Poster Session 6 · Friday, December 5, 2025 4:30 PM → 7:30 PM
#2312
TP-MDDN: Task-Preferenced Multi-Demand-Driven Navigation with Autonomous Decision-Making
Abstract
In daily life, people often move through spaces to find objects that meet their needs, posing a key challenge in embodied AI. Traditional Demand-Driven Navigation (DDN) handles one need at a time but does not reflect the complexity of real-world tasks involving multiple needs and personal choices. To bridge this gap, we introduce Task-Preferenced Multi-Demand-Driven Navigation (TP-MDDN), a new benchmark for long-horizon navigation involving multiple sub-demands with explicit task preferences.

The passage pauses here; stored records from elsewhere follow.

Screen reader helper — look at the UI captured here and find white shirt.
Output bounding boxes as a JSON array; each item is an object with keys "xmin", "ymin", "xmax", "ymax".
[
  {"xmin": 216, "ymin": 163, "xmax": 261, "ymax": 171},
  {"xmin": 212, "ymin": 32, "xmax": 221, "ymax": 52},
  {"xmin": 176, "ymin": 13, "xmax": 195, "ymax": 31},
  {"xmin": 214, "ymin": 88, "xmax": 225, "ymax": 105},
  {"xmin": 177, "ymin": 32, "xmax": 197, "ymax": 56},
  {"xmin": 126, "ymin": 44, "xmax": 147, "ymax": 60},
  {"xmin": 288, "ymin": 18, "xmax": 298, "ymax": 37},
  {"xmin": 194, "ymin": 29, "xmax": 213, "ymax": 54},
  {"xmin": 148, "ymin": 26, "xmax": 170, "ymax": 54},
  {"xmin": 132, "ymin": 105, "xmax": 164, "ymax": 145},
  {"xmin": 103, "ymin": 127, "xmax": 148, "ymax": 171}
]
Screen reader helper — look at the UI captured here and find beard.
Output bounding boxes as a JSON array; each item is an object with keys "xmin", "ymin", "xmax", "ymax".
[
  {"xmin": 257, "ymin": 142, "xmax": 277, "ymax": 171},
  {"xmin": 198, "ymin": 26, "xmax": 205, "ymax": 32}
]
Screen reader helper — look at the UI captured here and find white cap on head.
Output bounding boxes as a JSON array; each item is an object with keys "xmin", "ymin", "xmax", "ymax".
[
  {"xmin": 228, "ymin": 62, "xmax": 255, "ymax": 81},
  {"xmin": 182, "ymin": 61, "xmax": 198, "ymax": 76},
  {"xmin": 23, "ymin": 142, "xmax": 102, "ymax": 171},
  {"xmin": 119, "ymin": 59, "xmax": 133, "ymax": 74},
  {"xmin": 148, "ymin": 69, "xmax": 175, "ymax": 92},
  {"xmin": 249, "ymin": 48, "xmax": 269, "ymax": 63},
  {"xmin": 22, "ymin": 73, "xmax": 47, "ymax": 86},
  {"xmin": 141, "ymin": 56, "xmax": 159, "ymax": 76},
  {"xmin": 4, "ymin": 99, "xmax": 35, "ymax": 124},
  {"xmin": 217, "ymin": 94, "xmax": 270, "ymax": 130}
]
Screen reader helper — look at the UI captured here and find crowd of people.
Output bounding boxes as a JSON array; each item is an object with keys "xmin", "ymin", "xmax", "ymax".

To solve TP-MDDN, we propose AWMSystem, an autonomous decision-making system composed of three key modules:
- BreakLLM (instruction decomposition)
- LocateLLM (goal selection)
- StatusMLLM (task monitoring)
For spatial memory, we design MASMap, which combines 3D point cloud accumulation with 2D semantic mapping for accurate and efficient environmental understanding. Our Dual-Tempo action generation framework integrates zero-shot planning with policy-based fine control, and is further supported by an Adaptive Error Corrector that handles failure cases in real time.
Experiments demonstrate that our approach outperforms state-of-the-art baselines in both perception accuracy and navigation robustness.